Nonrandom and Random UMI Correction

DRAGEN processes UMIs by grouping reads by UMI and alignment position. If there are sequencing errors in the UMIs, DRAGEN can correct and detect small sequencing errors by using a lookup table or by using sequence similarity and read counts. You specify the type of correction with the --umi-library-type or --umi-correction-scheme option using the values lookup, random, or none.

For sparse sets of nonrandom UMIs, it is possible to create a lookup table that specifies which sequence can be corrected and how to correct it. This correct file scheme works best on UMI sets where sequences have a minimum hamming/edit distance between them. By default, DRAGEN uses lookup correction with a built-in correct table for the Illumina TruSight Oncology and Illumina for IDT UMI Index Anchor kits. Specify the path for your correction file using the --umi-correction-table option.

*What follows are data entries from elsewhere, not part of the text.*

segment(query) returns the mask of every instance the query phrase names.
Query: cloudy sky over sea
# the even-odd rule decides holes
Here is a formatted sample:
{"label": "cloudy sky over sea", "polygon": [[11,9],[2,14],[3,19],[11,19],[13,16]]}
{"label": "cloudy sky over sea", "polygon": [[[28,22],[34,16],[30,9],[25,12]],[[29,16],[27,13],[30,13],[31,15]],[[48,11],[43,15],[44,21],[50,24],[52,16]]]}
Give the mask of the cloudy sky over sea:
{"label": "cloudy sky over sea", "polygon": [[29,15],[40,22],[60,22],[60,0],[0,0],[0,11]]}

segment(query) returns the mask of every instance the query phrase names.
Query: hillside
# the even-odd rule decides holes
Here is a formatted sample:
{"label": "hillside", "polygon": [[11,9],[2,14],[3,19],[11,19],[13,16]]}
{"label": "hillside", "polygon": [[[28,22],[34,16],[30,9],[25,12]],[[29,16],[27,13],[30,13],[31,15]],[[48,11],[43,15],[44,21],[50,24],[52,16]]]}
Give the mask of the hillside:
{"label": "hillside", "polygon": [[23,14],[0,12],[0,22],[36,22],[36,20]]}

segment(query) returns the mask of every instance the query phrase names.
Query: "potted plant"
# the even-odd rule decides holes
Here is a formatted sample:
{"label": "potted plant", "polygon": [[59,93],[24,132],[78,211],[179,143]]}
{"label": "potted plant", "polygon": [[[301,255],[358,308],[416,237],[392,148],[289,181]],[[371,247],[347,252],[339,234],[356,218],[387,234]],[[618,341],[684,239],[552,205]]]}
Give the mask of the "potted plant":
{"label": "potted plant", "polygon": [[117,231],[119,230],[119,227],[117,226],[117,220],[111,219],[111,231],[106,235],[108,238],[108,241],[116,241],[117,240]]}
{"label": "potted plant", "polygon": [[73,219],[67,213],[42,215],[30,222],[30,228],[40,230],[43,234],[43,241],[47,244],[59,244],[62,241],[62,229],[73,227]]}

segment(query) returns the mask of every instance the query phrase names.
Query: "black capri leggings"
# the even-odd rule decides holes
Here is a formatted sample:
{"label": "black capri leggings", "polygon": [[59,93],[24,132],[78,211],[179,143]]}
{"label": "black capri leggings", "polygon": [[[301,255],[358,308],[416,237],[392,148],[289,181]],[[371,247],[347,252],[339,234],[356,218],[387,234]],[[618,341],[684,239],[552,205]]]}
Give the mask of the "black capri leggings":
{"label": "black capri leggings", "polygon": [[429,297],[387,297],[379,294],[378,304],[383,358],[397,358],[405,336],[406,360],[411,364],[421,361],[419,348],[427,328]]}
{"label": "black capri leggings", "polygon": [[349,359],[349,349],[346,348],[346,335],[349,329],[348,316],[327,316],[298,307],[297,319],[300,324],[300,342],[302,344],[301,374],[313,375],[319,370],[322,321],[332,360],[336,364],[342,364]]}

If you are using a different set of nonrandom UMIs, contact Illumina Technical Support for information on generating the corresponding correction file.

In the random UMI correction scheme, DRAGEN must infer which UMIs at a given position are likely to be errors relative to other UMIs observed at the same position. The error modes include small UMI errors, such as one mismatch or UMI jumping or hopping artifact from library prep. DRAGEN accomplishes this as follows.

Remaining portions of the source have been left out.